Department of Dermatology and Cutaneous Surgery, University of Miami Miller School of Medicine, Miami, FL 33136, USA. firstname.lastname@example.org
Alopecia in patients treated with molecularly targeted anticancer therapies.
Belum VR, Marulanda K, Ensslin C, Gorcey L, Parikh T, Wu S, Busam KJ, Gerber PA, Lacouture ME
Ann Oncol. 2015;26(12):2496. Epub 2015 Sep 19.
BACKGROUND: The introduction of molecularly targeted anticancer therapies presents new challenges, among which dermatologic adverse events are noteworthy. Alopecia in particular is frequently reported, but the true incidence is not known.

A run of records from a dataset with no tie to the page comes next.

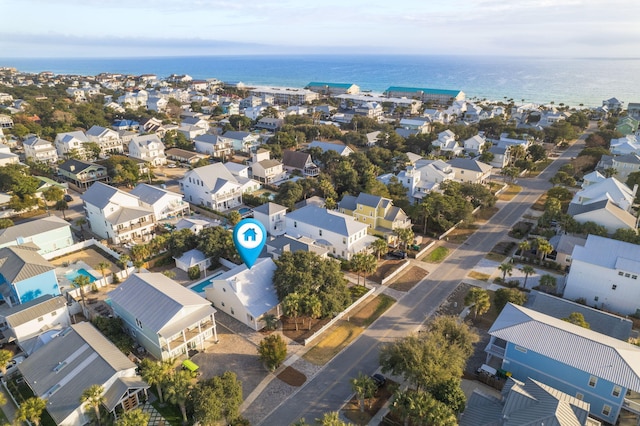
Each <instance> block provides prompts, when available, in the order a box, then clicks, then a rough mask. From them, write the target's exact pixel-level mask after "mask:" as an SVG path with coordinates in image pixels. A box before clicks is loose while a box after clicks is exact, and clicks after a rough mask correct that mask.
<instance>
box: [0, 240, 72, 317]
mask: <svg viewBox="0 0 640 426" xmlns="http://www.w3.org/2000/svg"><path fill="white" fill-rule="evenodd" d="M45 294H50V295H52V296H57V295H59V294H60V287H59V286H58V279H57V278H56V273H55V267H54V266H53V265H51V264H50V263H49V262H48V261H47V260H46V259H45V258H43V257H42V256H41V255H40V254H38V251H37V248H36V247H34V246H32V245H22V246H13V247H4V248H1V249H0V295H1V296H2V298H3V299H4V301H5V302H6V303H7V304H8V305H10V306H14V305H19V304H21V303H25V302H28V301H30V300H33V299H35V298H37V297H40V296H43V295H45Z"/></svg>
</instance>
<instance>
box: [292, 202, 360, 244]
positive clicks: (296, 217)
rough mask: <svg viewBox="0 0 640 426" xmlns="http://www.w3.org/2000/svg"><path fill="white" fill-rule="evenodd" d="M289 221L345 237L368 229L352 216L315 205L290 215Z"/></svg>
mask: <svg viewBox="0 0 640 426" xmlns="http://www.w3.org/2000/svg"><path fill="white" fill-rule="evenodd" d="M287 219H291V220H294V221H299V222H302V223H306V224H309V225H313V226H315V227H317V228H320V229H326V230H327V231H330V232H335V233H337V234H340V235H344V236H350V235H354V234H356V233H358V232H360V231H362V230H365V231H366V229H367V224H365V223H362V222H357V221H356V220H354V219H353V217H351V216H348V215H346V214H342V213H338V212H333V211H329V210H327V209H325V208H322V207H318V206H314V205H307V206H305V207H302V208H301V209H298V210H295V211H293V212H291V213H288V214H287Z"/></svg>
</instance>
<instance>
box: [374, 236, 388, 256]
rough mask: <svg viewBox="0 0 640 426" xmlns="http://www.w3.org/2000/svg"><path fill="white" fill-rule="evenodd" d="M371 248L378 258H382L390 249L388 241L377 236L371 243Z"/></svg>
mask: <svg viewBox="0 0 640 426" xmlns="http://www.w3.org/2000/svg"><path fill="white" fill-rule="evenodd" d="M371 250H373V254H375V255H376V256H377V257H378V260H380V256H382V255H383V254H385V253H386V252H387V250H388V246H387V242H386V241H385V240H383V239H382V238H376V239H375V240H374V241H373V242H372V243H371Z"/></svg>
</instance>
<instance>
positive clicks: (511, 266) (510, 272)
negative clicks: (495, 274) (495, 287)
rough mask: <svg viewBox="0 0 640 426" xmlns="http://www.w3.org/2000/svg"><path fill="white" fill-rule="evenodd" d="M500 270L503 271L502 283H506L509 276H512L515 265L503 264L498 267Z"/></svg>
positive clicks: (509, 263)
mask: <svg viewBox="0 0 640 426" xmlns="http://www.w3.org/2000/svg"><path fill="white" fill-rule="evenodd" d="M498 269H500V270H501V271H502V281H503V282H504V281H505V280H506V279H507V274H509V276H511V271H512V270H513V265H512V264H510V263H502V264H500V266H498Z"/></svg>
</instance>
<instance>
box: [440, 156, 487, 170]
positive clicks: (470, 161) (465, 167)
mask: <svg viewBox="0 0 640 426" xmlns="http://www.w3.org/2000/svg"><path fill="white" fill-rule="evenodd" d="M447 163H448V164H450V165H451V166H452V167H456V168H458V169H464V170H471V171H474V172H481V173H486V172H488V171H489V170H491V169H492V167H491V166H490V165H488V164H485V163H483V162H481V161H478V160H473V159H470V158H452V159H451V160H449V161H447Z"/></svg>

PATIENTS AND METHODS: We sought to ascertain the incidence and risk of developing alopecia during treatment with approved inhibitors of oncogenic pathways and molecules [anaplastic lymphoma kinase, breakpoint cluster region-abelson, B-rapidly accelerated fibrosarcoma, Bruton's tyrosine kinase, cytotoxic T-lymphocyte antigen-4, epidermal growth factor receptor, human epidermal growth factor receptor-2, Janus kinase, MAPK/ERK (extracellular signal-regulated kinase) Kinase, mammalian target of rapamycin, smoothened, vascular endothelial growth factor, vascular endothelial growth factor receptor, platelet derived growth factor receptor; proteasomes; CD20, CD30, CD52]. Electronic database (PubMed, Web of Science) and ASCO meeting abstract searches were conducted to identify clinical trials reporting alopecia. Meta-analysis was conducted utilizing fixed- or random-effects models.

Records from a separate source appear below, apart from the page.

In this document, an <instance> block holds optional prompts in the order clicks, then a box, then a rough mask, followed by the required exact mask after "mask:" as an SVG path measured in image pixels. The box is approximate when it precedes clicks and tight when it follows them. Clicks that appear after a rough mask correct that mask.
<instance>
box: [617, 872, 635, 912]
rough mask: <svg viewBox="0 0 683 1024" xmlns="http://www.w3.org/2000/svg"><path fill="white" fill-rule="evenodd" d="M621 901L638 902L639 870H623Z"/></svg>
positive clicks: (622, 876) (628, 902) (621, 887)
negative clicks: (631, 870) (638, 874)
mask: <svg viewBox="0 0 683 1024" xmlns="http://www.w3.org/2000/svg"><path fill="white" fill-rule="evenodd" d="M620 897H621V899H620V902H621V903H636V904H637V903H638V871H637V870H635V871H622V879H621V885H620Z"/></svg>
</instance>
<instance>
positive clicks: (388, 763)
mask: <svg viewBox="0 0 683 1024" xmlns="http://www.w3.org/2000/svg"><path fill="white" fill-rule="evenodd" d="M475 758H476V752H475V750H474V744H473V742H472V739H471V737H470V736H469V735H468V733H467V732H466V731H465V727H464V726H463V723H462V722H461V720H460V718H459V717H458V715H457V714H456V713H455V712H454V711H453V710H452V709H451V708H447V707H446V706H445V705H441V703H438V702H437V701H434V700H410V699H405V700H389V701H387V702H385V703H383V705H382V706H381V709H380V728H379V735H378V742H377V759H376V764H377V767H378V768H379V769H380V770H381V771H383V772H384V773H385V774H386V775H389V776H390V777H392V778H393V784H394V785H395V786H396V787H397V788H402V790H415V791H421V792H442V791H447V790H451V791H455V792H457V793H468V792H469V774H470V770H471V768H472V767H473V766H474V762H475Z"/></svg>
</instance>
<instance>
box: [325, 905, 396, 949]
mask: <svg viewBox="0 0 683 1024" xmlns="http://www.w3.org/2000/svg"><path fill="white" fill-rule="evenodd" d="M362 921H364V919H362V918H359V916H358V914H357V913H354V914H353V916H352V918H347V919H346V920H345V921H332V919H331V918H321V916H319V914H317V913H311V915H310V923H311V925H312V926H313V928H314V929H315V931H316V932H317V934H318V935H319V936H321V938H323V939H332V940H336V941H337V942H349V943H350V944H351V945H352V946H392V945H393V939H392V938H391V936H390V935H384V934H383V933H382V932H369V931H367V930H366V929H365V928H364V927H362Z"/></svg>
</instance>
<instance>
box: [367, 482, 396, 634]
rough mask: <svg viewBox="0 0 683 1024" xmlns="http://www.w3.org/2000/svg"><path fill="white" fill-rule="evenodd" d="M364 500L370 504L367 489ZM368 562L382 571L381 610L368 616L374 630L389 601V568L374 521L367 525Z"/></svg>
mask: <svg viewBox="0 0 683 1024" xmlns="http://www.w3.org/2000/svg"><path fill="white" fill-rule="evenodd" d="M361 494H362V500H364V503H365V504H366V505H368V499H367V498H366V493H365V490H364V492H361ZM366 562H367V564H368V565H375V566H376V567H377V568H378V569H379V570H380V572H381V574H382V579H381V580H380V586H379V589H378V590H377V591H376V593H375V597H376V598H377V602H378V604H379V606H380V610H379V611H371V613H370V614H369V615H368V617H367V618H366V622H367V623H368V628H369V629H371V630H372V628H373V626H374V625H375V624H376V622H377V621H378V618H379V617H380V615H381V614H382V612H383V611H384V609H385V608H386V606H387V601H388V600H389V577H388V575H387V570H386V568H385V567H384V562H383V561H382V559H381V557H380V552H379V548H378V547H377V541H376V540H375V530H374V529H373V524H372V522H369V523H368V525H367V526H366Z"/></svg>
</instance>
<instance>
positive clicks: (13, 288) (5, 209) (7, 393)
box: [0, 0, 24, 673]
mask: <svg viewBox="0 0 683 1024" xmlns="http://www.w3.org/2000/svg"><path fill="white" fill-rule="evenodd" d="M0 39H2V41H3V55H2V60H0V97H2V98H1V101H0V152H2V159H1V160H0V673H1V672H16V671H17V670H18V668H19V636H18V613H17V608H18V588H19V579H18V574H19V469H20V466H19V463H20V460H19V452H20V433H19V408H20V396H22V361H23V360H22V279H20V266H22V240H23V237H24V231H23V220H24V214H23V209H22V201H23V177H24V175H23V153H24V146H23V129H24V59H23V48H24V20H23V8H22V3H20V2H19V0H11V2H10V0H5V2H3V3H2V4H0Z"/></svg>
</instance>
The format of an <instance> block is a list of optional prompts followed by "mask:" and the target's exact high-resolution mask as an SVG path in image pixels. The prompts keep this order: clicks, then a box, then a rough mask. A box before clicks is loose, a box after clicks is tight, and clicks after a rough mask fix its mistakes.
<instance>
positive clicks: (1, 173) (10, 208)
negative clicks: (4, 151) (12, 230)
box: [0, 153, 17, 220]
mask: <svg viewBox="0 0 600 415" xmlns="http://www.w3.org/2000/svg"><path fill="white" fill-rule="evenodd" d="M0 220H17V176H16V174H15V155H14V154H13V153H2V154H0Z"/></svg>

RESULTS: The calculated overall incidence of all-grade alopecia was 14.7% [95% confidence interval (CI) 12.6% to 17.2%]-lowest with bortezomib, 2.2% (95% CI 0.4% to 10.9%), and highest with vismodegib, 56.9% (95% CI 50.5% to 63.1%). There was an increased risk of all-grade alopecia [relative risk (RR), 7.9 (95% CI 6.2-10.09, P≤0.01)]compared with placebo, but when compared with chemotherapy, the risk was lower [RR, 0.32 (95% CI 0.2-0.55, P≤0.01)].
CONCLUSIONS: Targeted therapies are associated with an increased risk of alopecia.
Dermatology Service, Memorial Sloan Kettering Cancer Center, New York.